七肽a(1-7)已经显示会积极地影响在遭受衰减的肌肉力量的疾病的患者中占优势的多种疾病状态。a(1-7)已经显示会阻断心脏纤维化和重塑，从而得到大量的减少的心肌间质纤维化和心肌肥大[iwataetal.,2005；grobeetal.,2007]。最近的研究推断对骨骼肌的这些作用，并且在肌肉萎缩症(在本文中还称为“md”)、a(1-7)减少的纤维化、氧化应激和改善的肌肉力量的量度(在dmd^mdx小鼠中与tgf-β信号传递的抑制有关)的dmd^mdx和sgcd-/-小鼠模型中显示[etal.,2014；sabharwaletal.,2012]。最终，a(1-7)已经显示会促进组织再生，并通过干细胞激活而修复[jarajapuetal.,2013；duriketal.,2012]。

在与肌肉萎缩或萎靡不振有关的多种状况中可见升高的血管紧张素ii(angii)水平，并且凭经验显示angii为萎缩因子[sukhanovetal.,2011；brinketal.,2001]。在通过微型泵长期输注angii的小鼠中，已经显示使用a(1-7)的共处理会阻断angii的萎缩作用[cisternasetal.,2015]。在该研究中，在组织学上，a(1-7)共处理会防止腓肠肌纤维直径减小(单独输注angii可见)。此外，与单独输注angii相比，使用angii/a(1-7)共处理会增加关于重量检验的性能[deacon2013]。此外，在内毒素诱导的脓毒病的小鼠模型中，在单次注射脂多糖(lps)后，与输注媒介物的、注射lps的小鼠相比，输注a(1-7)的、注射lps的小鼠显示骨骼肌萎缩相似地减少(通过肌纤维直径、重量检验和分开的强直性特异性力测量)[moralesetal.,2015]。

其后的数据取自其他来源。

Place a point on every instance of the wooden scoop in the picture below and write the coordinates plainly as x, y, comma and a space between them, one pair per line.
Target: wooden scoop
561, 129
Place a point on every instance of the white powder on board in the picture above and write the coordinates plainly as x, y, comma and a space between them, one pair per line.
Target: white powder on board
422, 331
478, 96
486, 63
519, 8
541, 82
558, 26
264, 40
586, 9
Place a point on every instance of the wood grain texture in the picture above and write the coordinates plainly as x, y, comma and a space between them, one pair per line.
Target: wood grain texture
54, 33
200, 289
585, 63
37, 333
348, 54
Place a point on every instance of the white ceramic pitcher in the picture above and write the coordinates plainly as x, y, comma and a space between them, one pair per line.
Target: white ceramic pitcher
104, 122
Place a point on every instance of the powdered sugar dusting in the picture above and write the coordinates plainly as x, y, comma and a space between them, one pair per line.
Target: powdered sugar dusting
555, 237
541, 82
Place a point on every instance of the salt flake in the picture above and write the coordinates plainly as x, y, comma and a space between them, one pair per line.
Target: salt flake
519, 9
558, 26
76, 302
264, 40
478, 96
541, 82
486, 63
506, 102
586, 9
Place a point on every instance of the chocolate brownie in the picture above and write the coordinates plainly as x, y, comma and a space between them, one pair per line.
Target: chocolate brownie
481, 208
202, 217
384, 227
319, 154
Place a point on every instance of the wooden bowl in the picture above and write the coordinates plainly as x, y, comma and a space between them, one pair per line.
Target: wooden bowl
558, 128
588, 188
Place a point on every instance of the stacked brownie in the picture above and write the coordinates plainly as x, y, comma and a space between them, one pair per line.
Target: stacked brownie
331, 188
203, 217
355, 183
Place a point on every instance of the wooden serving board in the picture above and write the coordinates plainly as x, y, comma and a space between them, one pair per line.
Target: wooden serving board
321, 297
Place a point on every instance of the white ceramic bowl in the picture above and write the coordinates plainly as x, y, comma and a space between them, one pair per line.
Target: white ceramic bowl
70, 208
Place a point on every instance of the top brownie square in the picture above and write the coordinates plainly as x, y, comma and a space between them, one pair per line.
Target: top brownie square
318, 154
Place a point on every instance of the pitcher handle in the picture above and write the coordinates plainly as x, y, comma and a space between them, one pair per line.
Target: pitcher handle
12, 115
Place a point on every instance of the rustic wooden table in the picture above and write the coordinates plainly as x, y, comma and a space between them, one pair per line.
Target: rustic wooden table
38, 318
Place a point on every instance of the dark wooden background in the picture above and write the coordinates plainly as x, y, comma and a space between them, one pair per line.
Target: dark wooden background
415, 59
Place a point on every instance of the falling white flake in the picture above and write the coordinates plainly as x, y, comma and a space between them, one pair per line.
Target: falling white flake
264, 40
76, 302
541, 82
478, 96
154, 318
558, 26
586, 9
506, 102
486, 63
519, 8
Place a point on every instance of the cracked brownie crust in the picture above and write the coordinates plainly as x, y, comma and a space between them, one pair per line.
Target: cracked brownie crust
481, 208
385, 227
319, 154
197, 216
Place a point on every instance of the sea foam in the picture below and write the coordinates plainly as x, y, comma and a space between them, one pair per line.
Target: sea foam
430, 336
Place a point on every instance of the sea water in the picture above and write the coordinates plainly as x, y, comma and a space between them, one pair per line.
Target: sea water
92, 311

虽然在这些临床前模型中的这些明显的作用，但是由于a(1-7)肽和相关的肽类类似物的高成本和有限的传递方法(其通常局限于肠胃外给予途径，例如皮下、肌肉内和静脉内)，所以它们的治疗潜力是有限的。因此，需要小分子非肽类化合物，其起到有效的mas激动剂的作用，和/或可以用于治疗肌骨病(包括肌肉萎缩和肌肉功能障碍疾病)的a(1-7)模仿物。

发明概述

本发明的一个方面提供了使用非肽类mas激动剂和/或a(1-7)的非肽类模仿物来治疗肌骨病的方法、化合物和组合物，其中所述的肌骨病包括肌肉功能障碍和肌肉萎缩疾病或紊乱，以及导致肌肉力量下降的相关状况。

在一个实施方案中，本发明提供了用于治疗肌骨病的方法、化合物和组合物，其中所述的肌骨病包括肌肉功能障碍和肌肉萎缩疾病或紊乱，包括遗传性肌病,神经肌肉病,肌肉萎缩,药源性肌病，或者导致肌肉力量下降的病患、疾病、紊乱或状况，其中所述的方法包括：向有需要的受试对象给予有效量的非肽类化合物，其起到mas激动剂和/或七肽a(1-7)的模仿物的作用。

根据本发明，所提供的方法、化合物和组合物涉及pct申请pct/us14/30071中提供的化合物和组合物的用途。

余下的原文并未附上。